The Erika-Walter relationship culminates in a rape and near-murder that many see as too predictable, too unnuanced, as Walter is revealed as another male monster driven by hormones, caring not a whit for the woman. The moment becomes a commonplace in our current time when Walter says “part of it is [your] fault,” the woman the cause of her own destruction. But how could it be otherwise? The plot could have taken any number of directions, but Haneke remarks that he deals with “the world that [I] know.” As Erika leaves the impervious façade of the Vienna Conservatory, after a suicide attempt that may be a plea for help, she vanishes. That the female is erased may seem an especially brutal denouement, but it is a courageous and needed gesture, as women in the Western world (I won’t pretend to know their plight everywhere, but I can make fair guesses) face major challenges once again – in the U.S., their right to abortion and have birth control, even their right to “equal pay for equal work” (a common sense idea one would think long settled), face attacks from the male political class and the women who accept their rhetoric. By centering his drama in Vienna, a site of historical horrors that also prides itself for some of the greatest achievements of the West, Haneke’s extraordinary dismissal of patriarchal civilization seems absolute and complete.

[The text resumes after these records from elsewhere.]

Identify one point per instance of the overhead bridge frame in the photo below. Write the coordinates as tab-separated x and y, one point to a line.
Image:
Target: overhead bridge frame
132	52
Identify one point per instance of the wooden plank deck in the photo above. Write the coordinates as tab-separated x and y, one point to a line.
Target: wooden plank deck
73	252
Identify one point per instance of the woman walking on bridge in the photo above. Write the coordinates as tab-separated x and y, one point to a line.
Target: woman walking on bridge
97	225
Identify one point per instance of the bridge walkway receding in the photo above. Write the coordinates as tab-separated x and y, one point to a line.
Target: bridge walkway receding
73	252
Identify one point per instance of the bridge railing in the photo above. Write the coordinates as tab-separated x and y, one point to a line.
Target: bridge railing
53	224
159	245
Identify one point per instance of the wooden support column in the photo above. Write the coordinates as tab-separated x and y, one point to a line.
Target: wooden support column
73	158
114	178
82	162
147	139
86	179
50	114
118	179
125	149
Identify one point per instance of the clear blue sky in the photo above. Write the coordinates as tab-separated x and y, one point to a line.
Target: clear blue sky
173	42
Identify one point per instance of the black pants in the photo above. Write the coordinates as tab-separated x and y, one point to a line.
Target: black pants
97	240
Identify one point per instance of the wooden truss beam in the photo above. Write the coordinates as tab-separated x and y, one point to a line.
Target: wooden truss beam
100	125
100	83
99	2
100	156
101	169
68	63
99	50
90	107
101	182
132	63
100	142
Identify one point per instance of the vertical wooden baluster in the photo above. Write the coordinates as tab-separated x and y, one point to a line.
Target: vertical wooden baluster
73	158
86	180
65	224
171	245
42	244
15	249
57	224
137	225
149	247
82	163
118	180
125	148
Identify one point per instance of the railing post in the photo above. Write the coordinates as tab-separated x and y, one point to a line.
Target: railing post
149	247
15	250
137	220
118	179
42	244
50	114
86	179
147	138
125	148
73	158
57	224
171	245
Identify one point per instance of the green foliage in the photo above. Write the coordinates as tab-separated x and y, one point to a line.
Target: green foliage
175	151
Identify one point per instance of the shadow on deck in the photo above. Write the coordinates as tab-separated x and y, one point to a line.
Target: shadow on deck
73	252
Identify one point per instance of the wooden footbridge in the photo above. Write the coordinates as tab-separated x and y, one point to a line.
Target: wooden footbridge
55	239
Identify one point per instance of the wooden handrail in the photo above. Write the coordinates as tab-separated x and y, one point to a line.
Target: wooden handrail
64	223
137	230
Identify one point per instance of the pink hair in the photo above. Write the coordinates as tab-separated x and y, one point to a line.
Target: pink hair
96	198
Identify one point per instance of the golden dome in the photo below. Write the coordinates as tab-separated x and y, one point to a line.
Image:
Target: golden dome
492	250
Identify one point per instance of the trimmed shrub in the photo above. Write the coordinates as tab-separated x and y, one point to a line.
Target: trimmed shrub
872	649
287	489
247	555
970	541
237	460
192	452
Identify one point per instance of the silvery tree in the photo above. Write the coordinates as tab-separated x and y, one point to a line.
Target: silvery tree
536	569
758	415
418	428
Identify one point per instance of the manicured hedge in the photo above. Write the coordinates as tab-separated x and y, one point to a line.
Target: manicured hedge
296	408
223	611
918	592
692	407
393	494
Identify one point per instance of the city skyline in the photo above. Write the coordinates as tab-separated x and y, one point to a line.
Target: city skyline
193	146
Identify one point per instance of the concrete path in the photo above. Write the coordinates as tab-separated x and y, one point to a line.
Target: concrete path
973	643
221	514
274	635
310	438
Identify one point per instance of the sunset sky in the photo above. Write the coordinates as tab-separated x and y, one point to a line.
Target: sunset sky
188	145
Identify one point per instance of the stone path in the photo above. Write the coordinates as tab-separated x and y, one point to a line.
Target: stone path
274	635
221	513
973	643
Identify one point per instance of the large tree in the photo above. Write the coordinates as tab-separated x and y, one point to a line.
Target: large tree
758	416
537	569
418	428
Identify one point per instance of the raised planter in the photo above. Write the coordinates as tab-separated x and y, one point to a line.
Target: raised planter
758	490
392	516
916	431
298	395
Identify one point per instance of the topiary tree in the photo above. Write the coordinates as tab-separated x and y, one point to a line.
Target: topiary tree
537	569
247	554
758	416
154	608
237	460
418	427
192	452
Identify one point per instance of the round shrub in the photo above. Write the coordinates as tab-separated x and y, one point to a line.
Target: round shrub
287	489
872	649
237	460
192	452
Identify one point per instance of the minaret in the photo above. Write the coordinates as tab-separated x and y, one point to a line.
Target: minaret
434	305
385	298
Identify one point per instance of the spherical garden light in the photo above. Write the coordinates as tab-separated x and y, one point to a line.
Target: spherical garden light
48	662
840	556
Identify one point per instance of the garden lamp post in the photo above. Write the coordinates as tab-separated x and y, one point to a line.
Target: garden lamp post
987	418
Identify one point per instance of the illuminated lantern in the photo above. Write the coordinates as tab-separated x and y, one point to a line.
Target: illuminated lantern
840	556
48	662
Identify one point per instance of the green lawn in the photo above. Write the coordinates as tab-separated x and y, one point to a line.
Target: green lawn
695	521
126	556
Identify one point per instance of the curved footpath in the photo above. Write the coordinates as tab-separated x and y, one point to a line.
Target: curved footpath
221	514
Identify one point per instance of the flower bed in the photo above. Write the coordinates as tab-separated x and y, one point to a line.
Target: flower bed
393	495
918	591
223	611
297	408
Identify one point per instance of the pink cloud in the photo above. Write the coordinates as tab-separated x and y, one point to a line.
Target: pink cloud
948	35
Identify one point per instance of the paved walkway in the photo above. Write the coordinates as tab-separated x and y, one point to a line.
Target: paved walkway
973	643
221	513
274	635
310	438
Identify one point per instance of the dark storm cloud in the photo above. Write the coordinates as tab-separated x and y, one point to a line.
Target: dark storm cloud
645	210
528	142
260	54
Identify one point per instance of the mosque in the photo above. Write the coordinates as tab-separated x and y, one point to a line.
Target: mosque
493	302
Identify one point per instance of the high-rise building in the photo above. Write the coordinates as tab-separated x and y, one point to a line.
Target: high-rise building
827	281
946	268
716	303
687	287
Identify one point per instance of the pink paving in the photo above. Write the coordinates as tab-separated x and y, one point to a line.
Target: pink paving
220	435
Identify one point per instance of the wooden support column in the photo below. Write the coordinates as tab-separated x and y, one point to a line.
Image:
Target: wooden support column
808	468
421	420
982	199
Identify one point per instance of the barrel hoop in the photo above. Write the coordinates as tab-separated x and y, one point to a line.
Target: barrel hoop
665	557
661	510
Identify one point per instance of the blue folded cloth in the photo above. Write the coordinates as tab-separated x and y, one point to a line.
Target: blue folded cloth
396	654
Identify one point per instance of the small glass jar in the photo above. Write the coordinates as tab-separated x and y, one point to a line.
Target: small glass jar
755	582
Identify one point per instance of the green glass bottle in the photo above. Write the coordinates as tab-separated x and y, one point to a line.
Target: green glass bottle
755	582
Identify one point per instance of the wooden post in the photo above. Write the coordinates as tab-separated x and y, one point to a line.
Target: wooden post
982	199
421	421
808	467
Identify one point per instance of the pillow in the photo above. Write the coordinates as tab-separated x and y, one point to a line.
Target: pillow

All of Michael Haneke’s films deserve Blu-ray editions. There are several on Region 2 labels, but The Piano Teacher is the first in a Region 1 edition, courtesy of this country’s prestigious savior of cinema, Criterion. It is a pleasure to see the gradations of red in the conservatory and Erika’s apartment, and the colorful tawdriness of the porno shop so finely detailed. The sound has been restored to highlight accurately Haneke’s sound mix, with its resplendent use of the classics. The disc supplements include new interviews with Haneke and Huppert and select-scene commentary with Huppert. Perhaps most interesting is fairly lengthy footage showing Haneke and Huppert working together on the post-production soundtrack. I would have liked to have seen an interview with Elfriede Jelinek, whose novel always struck me as too acid, and unfriendly to its major characters, in contrast to Haneke’s adaptation.

Christopher Sharrett is a Contributing Editor for Film International. He has taught film for many years at Seton Hall University.

One thought on “A Haneke Masterpiece: The Piano Teacher (Criterion Collection)”

  1. A very fine and nuanced review of a director whose work puts much of contemporary cinema to shame. It is also sad that Robin Wood did not live to complete his book project on a great talent also ironically known as “Happy Haneke”.